Hintergrund zum Forschungsprojekt

Im Zuge der Digitalisierung befindet sich die Arbeitswelt im Wandel. Die derzeitigen Veränderungen führen nicht nur zu einer Eingliederung neuer Technologien und Hilfsmittel in digitalisierte Produktionsprozesse. Vielmehr müssen NutzerInnen und Informationssysteme mit stetig wachsenden Daten- und Informationsmengen umgehen können. Es stellt sich dabei die Frage, wie eine Organisation langfristig mit diesen Informationsmengen umgehen will. Willentliches, gesteuertes Vergessen wird damit zum funktionalen Gegenstück der Datensammlung und des Lernens. Das am Lehrstuhl für Wirtschaftsinformatik, Prozesse und Systeme durchgeführte Forschungsprojekt cyber-physical Forgetting in sozio-digitalen Systemen stellt die zweite Phase des Schwerpunktprogramm SPP 1921 dar und schließt an das vergangene Forschungsprojekt Intentional Forgetting in Organisationen an.

Forschungsziel

Ziel des Forschungsprojekts ist es, die Mechanismen des menschlichen Vergessens für einen technisch-organisationalen Kontext nutzbar zu machen. Dazu sind interdisziplinär neue Methoden und Übertragungswege für Organisationen zu entwickeln, um die Balance zwischen stetig wachsenden Mengen an gespeicherten Informationen und einer Informationsreduktion durch Vergessen zu finden. Zu untersuchen ist, wie Cyber-Physical Systeme (CPS) vergessen können, wie Akteure den Umgang mit vergessenden CPS erleben und inwieweit die Zusammenarbeit mit einem vergessenden CPS das beabsichtigte Vergessen in Fertigungsroutinen fördern kann.
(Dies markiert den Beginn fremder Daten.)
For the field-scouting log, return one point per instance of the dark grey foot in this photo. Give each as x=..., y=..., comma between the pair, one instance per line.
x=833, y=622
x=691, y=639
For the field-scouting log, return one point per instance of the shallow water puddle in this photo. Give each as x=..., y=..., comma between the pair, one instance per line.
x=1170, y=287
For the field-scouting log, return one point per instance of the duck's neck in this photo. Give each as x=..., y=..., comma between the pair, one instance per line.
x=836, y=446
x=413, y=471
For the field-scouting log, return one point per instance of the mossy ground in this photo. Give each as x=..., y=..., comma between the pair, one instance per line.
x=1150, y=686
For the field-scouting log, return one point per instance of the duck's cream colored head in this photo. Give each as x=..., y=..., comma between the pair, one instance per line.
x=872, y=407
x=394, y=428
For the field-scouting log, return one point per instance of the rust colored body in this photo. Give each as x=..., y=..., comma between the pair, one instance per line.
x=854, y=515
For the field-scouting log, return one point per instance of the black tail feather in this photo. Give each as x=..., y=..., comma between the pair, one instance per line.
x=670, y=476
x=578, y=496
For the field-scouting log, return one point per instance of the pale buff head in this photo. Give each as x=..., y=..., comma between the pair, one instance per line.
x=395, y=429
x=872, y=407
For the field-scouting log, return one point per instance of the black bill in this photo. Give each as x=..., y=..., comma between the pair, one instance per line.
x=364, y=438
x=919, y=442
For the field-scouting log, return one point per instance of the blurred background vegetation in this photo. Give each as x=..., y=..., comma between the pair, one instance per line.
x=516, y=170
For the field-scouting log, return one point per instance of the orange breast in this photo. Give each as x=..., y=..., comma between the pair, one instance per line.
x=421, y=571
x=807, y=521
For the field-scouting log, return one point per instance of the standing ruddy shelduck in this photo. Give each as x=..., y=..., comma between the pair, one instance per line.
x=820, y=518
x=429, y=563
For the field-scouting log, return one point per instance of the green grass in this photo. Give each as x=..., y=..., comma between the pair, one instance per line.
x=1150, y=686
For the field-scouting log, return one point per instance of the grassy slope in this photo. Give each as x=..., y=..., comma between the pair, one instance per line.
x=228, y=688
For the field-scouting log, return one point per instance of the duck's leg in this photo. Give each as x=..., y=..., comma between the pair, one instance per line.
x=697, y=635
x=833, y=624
Das intentionale Vergessen soll zudem in kontinuierlichen Veränderungsprozessen mit dem in episodischen Verändungsprozessen (Forschungsprojekt Manuthetics) verglichen werden und in Geschäftsprozessen modelliert werden.

Forschungsfragen

Die konkreten Forschungsfragen des Projekts ergründen, wie selbstorganisierende „vergessende“ Mensch-Maschine-Systeme aussehen, in welcher Art und Weise Prozesse und Strukturen mit vergessenden Informationssystemen gestaltet werden und welche Chancen und Risiken ein etablierter Vergessensmechanismus innerhalb Informationssysteme für Verwaltung und Industrie bietet. Zudem soll die tatsächliche Wirkung der Vergessensprozesse in sozio-digitalen Systemen von Fabrik und Verwaltung untersucht werden. Zentrale Fragen sind zum Beispiel, wie das gezielte Vergessen von Wissen bei der Synthese neuer Lösungen in Entwicklungsprozessen genutzt werden kann und inwiefern das Vergessen zu besserer Anpassung in volatile Umgebungen führt.
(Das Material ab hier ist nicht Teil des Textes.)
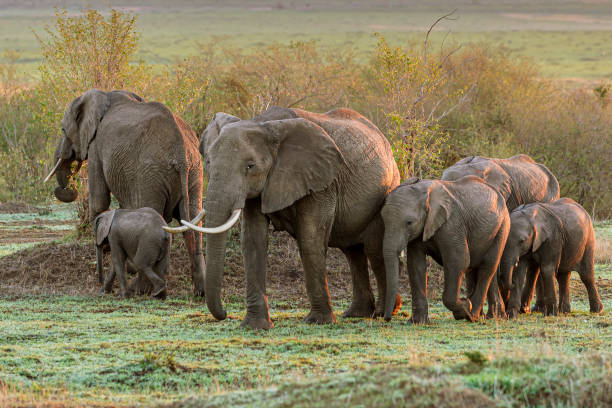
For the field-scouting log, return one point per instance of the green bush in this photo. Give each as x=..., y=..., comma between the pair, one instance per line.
x=435, y=107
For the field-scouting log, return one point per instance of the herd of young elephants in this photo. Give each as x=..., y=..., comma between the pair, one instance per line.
x=329, y=180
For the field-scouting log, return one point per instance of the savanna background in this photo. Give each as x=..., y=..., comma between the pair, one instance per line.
x=494, y=78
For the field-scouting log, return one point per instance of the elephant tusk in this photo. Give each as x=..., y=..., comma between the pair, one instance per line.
x=183, y=228
x=216, y=230
x=53, y=170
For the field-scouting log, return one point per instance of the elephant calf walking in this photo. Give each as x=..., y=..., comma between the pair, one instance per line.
x=549, y=239
x=135, y=237
x=463, y=225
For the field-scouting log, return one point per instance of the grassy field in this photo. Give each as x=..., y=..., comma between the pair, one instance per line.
x=567, y=39
x=62, y=350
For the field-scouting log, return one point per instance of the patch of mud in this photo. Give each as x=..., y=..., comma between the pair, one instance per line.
x=53, y=268
x=12, y=207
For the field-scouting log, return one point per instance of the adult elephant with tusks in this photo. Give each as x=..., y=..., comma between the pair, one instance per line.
x=520, y=180
x=142, y=153
x=321, y=177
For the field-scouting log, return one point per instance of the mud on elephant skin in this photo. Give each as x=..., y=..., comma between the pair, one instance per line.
x=463, y=225
x=321, y=177
x=549, y=240
x=135, y=237
x=142, y=153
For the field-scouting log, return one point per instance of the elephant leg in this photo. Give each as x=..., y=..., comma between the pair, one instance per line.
x=314, y=223
x=549, y=301
x=362, y=304
x=99, y=193
x=254, y=238
x=564, y=296
x=142, y=262
x=109, y=279
x=416, y=262
x=533, y=273
x=587, y=276
x=119, y=266
x=494, y=299
x=539, y=295
x=518, y=282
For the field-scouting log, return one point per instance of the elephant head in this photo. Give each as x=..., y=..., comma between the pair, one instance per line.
x=79, y=126
x=489, y=170
x=415, y=209
x=527, y=233
x=277, y=161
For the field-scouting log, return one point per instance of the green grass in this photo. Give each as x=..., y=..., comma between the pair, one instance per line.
x=565, y=40
x=122, y=352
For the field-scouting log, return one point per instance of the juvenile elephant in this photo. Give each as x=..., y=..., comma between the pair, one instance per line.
x=135, y=237
x=321, y=177
x=463, y=225
x=142, y=153
x=551, y=239
x=520, y=180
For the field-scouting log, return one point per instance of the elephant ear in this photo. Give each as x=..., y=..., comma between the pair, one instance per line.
x=213, y=129
x=437, y=207
x=103, y=223
x=307, y=160
x=86, y=112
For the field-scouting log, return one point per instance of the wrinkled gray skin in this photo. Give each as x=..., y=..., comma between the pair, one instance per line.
x=321, y=177
x=520, y=180
x=141, y=153
x=463, y=225
x=136, y=238
x=549, y=239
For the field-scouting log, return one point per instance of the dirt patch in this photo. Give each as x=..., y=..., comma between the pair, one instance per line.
x=53, y=268
x=12, y=207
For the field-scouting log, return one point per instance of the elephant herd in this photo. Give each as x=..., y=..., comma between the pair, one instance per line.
x=329, y=180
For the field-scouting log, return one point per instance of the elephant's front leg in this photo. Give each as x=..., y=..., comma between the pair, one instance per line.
x=254, y=238
x=313, y=227
x=417, y=273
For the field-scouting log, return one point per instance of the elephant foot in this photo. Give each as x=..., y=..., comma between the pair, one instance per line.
x=257, y=323
x=380, y=306
x=320, y=318
x=551, y=310
x=419, y=318
x=464, y=311
x=538, y=307
x=496, y=311
x=360, y=309
x=161, y=295
x=564, y=307
x=513, y=313
x=596, y=306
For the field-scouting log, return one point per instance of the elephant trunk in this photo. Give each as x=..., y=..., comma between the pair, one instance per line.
x=65, y=191
x=216, y=214
x=391, y=251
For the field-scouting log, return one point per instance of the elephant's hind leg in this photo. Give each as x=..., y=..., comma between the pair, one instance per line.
x=362, y=304
x=587, y=276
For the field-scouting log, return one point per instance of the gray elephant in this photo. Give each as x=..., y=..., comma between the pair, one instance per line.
x=136, y=238
x=463, y=225
x=549, y=239
x=142, y=153
x=321, y=177
x=520, y=180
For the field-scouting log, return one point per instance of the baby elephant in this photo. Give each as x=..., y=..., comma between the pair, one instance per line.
x=549, y=239
x=137, y=240
x=463, y=225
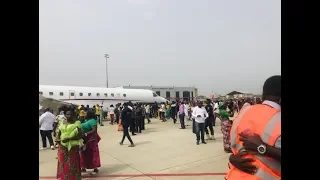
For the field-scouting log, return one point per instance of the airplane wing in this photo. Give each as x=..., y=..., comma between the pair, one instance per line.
x=51, y=103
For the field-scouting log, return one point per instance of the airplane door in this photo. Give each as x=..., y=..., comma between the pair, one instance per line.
x=72, y=94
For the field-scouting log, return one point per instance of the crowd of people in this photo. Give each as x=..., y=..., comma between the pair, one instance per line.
x=76, y=136
x=76, y=140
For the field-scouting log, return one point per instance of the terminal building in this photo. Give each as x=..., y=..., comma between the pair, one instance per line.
x=171, y=93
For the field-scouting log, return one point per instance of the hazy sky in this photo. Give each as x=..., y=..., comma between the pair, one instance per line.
x=215, y=45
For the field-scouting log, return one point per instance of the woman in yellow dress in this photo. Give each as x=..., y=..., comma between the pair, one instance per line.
x=68, y=153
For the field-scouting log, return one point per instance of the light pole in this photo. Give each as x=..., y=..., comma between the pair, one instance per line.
x=106, y=56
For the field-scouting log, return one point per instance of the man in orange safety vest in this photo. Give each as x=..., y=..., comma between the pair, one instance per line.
x=256, y=137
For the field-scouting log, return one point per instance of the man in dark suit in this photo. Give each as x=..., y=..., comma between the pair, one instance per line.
x=126, y=122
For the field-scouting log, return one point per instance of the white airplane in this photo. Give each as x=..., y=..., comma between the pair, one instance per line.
x=97, y=95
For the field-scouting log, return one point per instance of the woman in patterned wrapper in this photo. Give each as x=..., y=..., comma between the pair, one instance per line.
x=90, y=157
x=68, y=153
Weiterentwicklung der KMDL®

Die Knowledge Modeling and Description Language (KMDL) wurde von Prof. Dr.-Ing. Norbert Gronau und Mitarbeitern entwickelt, um Wissenskonversionen entlang von Geschäftsprozessen darstellen zu können. Sie modelliert Informations- und Wissensflüsse, die zwischen einem Unternehmen und seinen internen und externen Geschäftspartnern stattfinden. Da bisherige Verfahren der Modellierung wissensintensiver Geschäftsprozesse jedoch keine Möglichkeiten der Abbildung von Vergessen bieten, wird die KMDL® im Rahmen dieses Forschungsprojekts um einen Modellierungsansatz für das Vergessen in Geschäftsprozessen erweitert. Es soll eine tieferliegende Sicht erstellt werden, welche die Wissensnetzwerke einer Person genauer beschreibt. Es wird somit möglich, auf Personenebene unterschiedliche Formen des Vergessens zu identifizieren. Analog zur Personensicht wird auch eine CPS-Sicht entwickelt, in der konkrete Verfahren des Lernens und Vergessens mitberücksichtigen werden. Als semiformale, graphenbasierte Modellierungssprache wird die KMDL® in der Forschung und Praxis eingesetzt und kann durch ihre Beschreibung von Wissensumwandlungen im betrieblichen Umfeld bedeutende Verbesserungspotentiale für das herrschende Wissensmanagement identifizieren.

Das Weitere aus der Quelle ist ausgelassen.